During an interview on 4/14/2024 at 7:51 p.m., Physician 1 stated licensed nurses did not inform him that Resident 37 continued to have hematuria. If notified, he could have ordered to stop the Eliquis and transferred Resident 37 to a hospital sooner if the bleeding did not stop.
A review of the facility-provided policy and procedure (P&P) titled, "Change of Condition, Notification (Sub Acute)," revised on 12/2021, indicated to ensure that the attending physician and responsible party are promptly notified upon significant change in the resident's condition.
1. Notify the resident's primary physician for the following conditions:
B. Any sudden and/or marked adverse change in vital signs (are measurements of the body's most basic functions including body temperature, blood pressure, pulse and respiratory [breathing] rate), symptoms, or a significant divergence from the resident's established pattern of behavior.
A review of the current facility-provided P&P titled, "Indwelling Urinary Catheter Care and Management," last revised on 12/10/2023, indicated monitor intake and output, as ordered; monitor for changes in urine output, including volume and color; and notify practitioner of abnormal findings.
The facility failed to:
1. Notify the physician of Resident 37 who continued to have blood in the urine with presence of clots. Resident 37, who had an IUC and was on blood thinner medication, had hematuria from 1/12/2024 at 11:40 a.m. to 1/15/2024 and the attending physician (Physician 1) was not informed.
2. Follow physician’s orders and ensure that Resident 37 received care and services to prevent complications including continued hematuria, urinary retention and/or obstruction, and UTI.

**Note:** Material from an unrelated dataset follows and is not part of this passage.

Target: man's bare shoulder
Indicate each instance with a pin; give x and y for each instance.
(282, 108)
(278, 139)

3. Follow policies and procedures for catheters and changes in condition.
As a result, on 1/15/2024 at 9:11 p.m., Resident 37 required an emergency transfer to GACH 1 where Resident 37 was found with elevated body temperature and abdominal distention requiring removal of the IUC with significant hematuria draining immediately after its removal. Resident 37 required intermittent catheterization obtaining 800 ml of dark red urine. Resident 37 was diagnosed with septic shock, UTI, and pneumonia.
The above violations jointly, separately, or in any combination, presented either imminent danger that death or serious harm would result or a substantial probability that death or serious physical harm would result to Resident 37.